Hard to know - but the code is running a fold over the vnode and sending to the remote vnode at the time ... but in the midst of the logs is a reference to {error,eio} - a generic UNIX socket error? Is this a recurring issue, or might it have been a one-off HW or OS issue?

Konstantin74R commented 11 months ago

CentOS Linux release 7.9.2009 (Core) 3.10.0-1160.81.1.el7.x86_64 #1 SMP Fri Dec 16 17:29:43 UTC 2022 x86_64 x86_64 x86_64 GNU/Linux

HW and OS problems not detected.

It's a recurring problem only for one node and only for one partition. Temporary resolve - I was delete this partition from backends on this node to use replication for restore data. Joining new node to cluster was finished. No active transfers.

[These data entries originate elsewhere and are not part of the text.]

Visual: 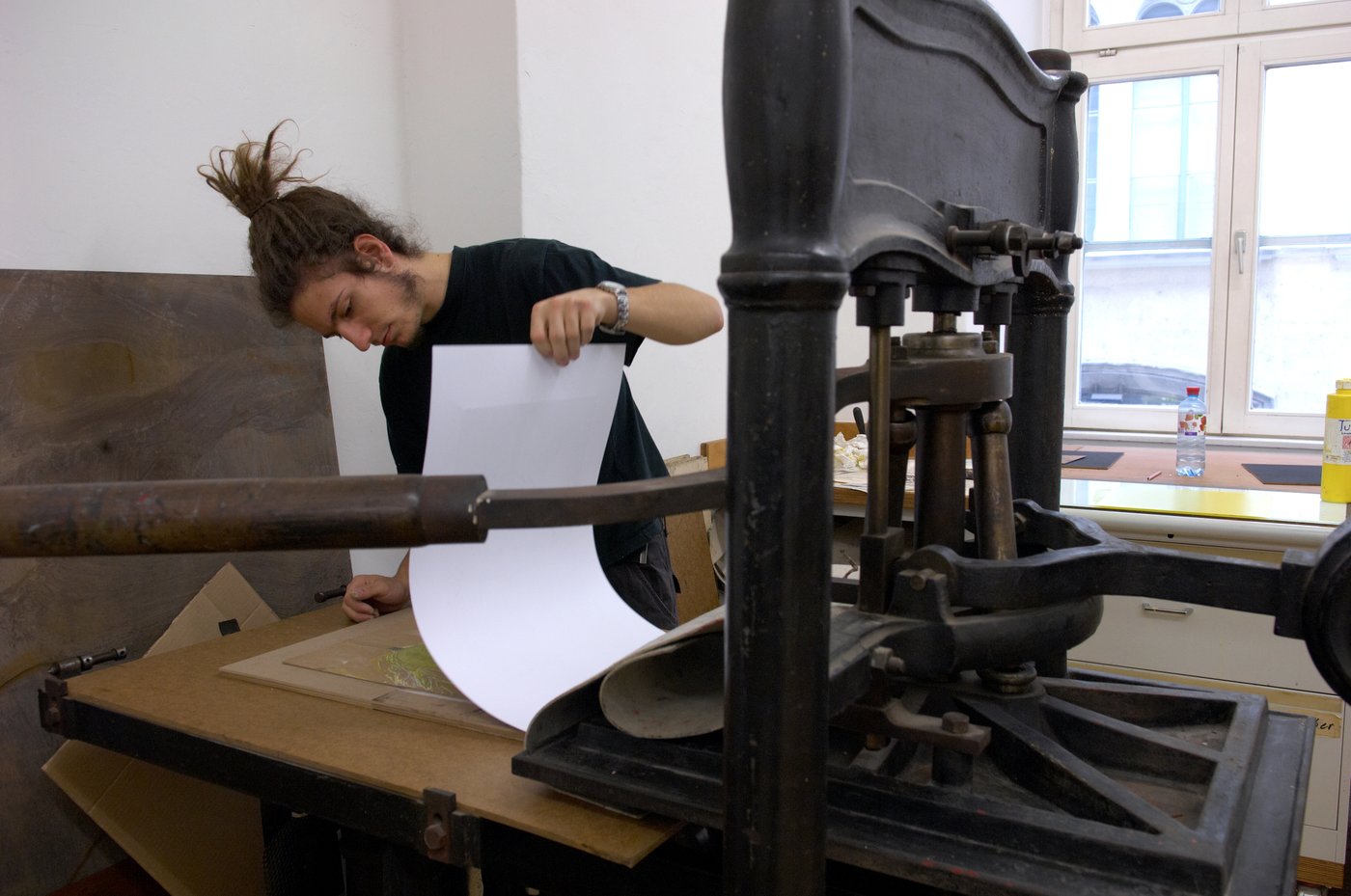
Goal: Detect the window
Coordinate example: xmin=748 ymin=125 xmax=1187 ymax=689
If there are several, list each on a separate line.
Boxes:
xmin=1062 ymin=0 xmax=1351 ymax=437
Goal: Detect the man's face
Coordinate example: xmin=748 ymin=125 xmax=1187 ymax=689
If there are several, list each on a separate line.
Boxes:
xmin=290 ymin=265 xmax=423 ymax=351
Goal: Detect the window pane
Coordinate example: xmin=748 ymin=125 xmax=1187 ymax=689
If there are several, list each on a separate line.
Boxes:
xmin=1253 ymin=61 xmax=1351 ymax=415
xmin=1078 ymin=74 xmax=1219 ymax=405
xmin=1088 ymin=0 xmax=1227 ymax=28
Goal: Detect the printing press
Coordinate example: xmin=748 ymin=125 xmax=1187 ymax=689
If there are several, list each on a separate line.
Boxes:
xmin=0 ymin=0 xmax=1351 ymax=896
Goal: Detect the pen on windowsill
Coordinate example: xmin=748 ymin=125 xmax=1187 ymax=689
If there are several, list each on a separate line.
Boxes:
xmin=315 ymin=585 xmax=347 ymax=603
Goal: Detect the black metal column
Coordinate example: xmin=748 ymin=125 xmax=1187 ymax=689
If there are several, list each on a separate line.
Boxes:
xmin=720 ymin=281 xmax=844 ymax=896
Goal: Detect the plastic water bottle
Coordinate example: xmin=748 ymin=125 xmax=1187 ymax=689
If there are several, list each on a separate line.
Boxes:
xmin=1176 ymin=386 xmax=1205 ymax=476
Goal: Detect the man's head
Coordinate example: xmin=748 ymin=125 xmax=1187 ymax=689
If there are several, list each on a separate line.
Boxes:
xmin=197 ymin=122 xmax=422 ymax=327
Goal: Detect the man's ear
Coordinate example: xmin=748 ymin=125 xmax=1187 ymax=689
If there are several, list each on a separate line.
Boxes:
xmin=351 ymin=233 xmax=395 ymax=271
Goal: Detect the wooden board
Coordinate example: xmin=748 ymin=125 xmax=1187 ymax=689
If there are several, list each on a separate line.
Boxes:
xmin=0 ymin=270 xmax=351 ymax=896
xmin=220 ymin=610 xmax=523 ymax=743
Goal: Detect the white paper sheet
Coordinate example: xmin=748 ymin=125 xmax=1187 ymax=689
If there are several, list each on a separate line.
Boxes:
xmin=409 ymin=344 xmax=661 ymax=730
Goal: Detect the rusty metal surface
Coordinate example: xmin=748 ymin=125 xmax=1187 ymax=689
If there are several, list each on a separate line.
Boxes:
xmin=0 ymin=470 xmax=727 ymax=557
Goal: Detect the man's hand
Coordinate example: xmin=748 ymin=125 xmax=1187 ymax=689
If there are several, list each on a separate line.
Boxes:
xmin=342 ymin=575 xmax=411 ymax=622
xmin=530 ymin=286 xmax=618 ymax=367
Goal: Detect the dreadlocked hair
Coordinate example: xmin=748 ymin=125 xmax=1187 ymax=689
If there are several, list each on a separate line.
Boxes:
xmin=197 ymin=122 xmax=422 ymax=327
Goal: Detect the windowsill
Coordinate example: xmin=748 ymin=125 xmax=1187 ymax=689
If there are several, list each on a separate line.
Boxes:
xmin=1064 ymin=429 xmax=1323 ymax=453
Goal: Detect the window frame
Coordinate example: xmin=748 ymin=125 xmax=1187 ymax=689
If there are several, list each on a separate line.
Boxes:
xmin=1050 ymin=0 xmax=1351 ymax=53
xmin=1050 ymin=14 xmax=1351 ymax=440
xmin=1064 ymin=43 xmax=1237 ymax=433
xmin=1217 ymin=28 xmax=1351 ymax=439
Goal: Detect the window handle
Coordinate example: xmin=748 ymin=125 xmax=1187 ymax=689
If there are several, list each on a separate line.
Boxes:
xmin=1141 ymin=601 xmax=1192 ymax=615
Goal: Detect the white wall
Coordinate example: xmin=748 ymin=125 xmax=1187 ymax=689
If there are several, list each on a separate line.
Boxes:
xmin=516 ymin=0 xmax=1044 ymax=456
xmin=0 ymin=0 xmax=1044 ymax=571
xmin=0 ymin=0 xmax=408 ymax=575
xmin=517 ymin=0 xmax=731 ymax=456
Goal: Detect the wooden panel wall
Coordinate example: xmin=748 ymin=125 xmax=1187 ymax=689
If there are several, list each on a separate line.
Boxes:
xmin=0 ymin=270 xmax=351 ymax=896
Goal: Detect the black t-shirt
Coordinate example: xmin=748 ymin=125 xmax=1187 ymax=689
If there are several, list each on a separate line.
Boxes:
xmin=379 ymin=239 xmax=666 ymax=565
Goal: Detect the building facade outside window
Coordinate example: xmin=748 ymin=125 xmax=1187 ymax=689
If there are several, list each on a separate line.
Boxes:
xmin=1054 ymin=0 xmax=1351 ymax=439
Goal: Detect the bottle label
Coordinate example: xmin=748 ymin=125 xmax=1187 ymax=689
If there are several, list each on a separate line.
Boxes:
xmin=1178 ymin=410 xmax=1205 ymax=437
xmin=1323 ymin=417 xmax=1351 ymax=466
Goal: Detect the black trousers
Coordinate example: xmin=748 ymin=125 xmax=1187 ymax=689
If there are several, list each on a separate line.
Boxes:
xmin=605 ymin=531 xmax=676 ymax=629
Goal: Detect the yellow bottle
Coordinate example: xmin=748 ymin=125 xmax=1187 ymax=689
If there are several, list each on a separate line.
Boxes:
xmin=1323 ymin=379 xmax=1351 ymax=503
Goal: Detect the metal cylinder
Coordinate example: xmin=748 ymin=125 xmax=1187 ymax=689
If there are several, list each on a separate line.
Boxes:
xmin=0 ymin=476 xmax=486 ymax=557
xmin=719 ymin=274 xmax=838 ymax=896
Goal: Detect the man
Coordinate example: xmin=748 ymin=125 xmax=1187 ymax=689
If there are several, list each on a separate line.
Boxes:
xmin=199 ymin=125 xmax=723 ymax=629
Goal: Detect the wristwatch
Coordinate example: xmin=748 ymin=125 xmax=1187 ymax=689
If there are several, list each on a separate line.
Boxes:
xmin=595 ymin=281 xmax=628 ymax=336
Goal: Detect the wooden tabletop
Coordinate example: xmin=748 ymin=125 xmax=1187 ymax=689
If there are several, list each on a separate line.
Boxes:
xmin=68 ymin=606 xmax=679 ymax=866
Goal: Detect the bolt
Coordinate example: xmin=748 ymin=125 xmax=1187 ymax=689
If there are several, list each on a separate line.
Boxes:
xmin=943 ymin=713 xmax=972 ymax=734
xmin=423 ymin=815 xmax=449 ymax=852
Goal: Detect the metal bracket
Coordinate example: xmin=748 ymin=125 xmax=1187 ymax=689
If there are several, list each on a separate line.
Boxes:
xmin=423 ymin=788 xmax=482 ymax=868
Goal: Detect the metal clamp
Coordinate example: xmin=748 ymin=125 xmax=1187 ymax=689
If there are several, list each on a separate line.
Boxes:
xmin=423 ymin=788 xmax=482 ymax=868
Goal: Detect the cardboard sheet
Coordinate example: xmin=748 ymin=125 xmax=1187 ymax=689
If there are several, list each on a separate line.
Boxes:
xmin=409 ymin=344 xmax=661 ymax=730
xmin=41 ymin=562 xmax=277 ymax=896
xmin=220 ymin=611 xmax=520 ymax=741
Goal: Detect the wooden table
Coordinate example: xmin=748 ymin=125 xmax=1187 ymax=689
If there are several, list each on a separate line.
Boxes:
xmin=48 ymin=606 xmax=681 ymax=866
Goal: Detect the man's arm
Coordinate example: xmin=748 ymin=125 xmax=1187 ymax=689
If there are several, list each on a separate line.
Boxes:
xmin=530 ymin=284 xmax=723 ymax=365
xmin=342 ymin=554 xmax=412 ymax=622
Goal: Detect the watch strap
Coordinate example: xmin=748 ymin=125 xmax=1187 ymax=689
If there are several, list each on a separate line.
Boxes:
xmin=595 ymin=281 xmax=628 ymax=336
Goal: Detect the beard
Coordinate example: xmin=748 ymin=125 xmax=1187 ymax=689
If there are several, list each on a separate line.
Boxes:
xmin=377 ymin=265 xmax=427 ymax=349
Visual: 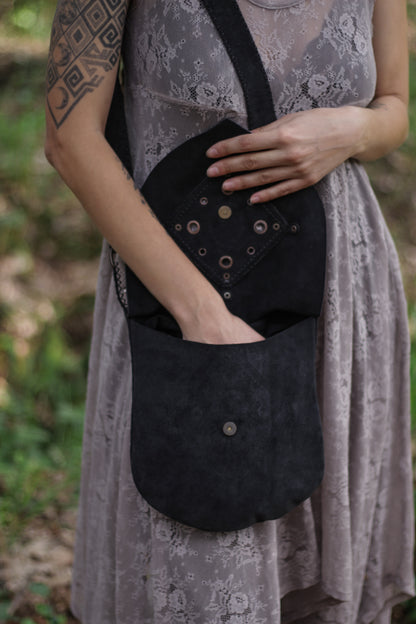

martinsumner commented 11 months ago

Perhaps there was a corrupted block on the disk within that vnode backend causing an IO error when the fold tried to read a particular part of the keyspace? Deleting the partition would then allow the handoff to complete.

You should be able to run partition repair to restore data with relative efficiency - https://docs.riak.com/riak/kv/latest/using/repair-recovery/repairs/index.html#repairing-a-single-partition.

Konstantin74R commented 11 months ago

I tried to start repair, but console return message to me "change ownership" and no effect. Maybe was. I not found a problems with disk.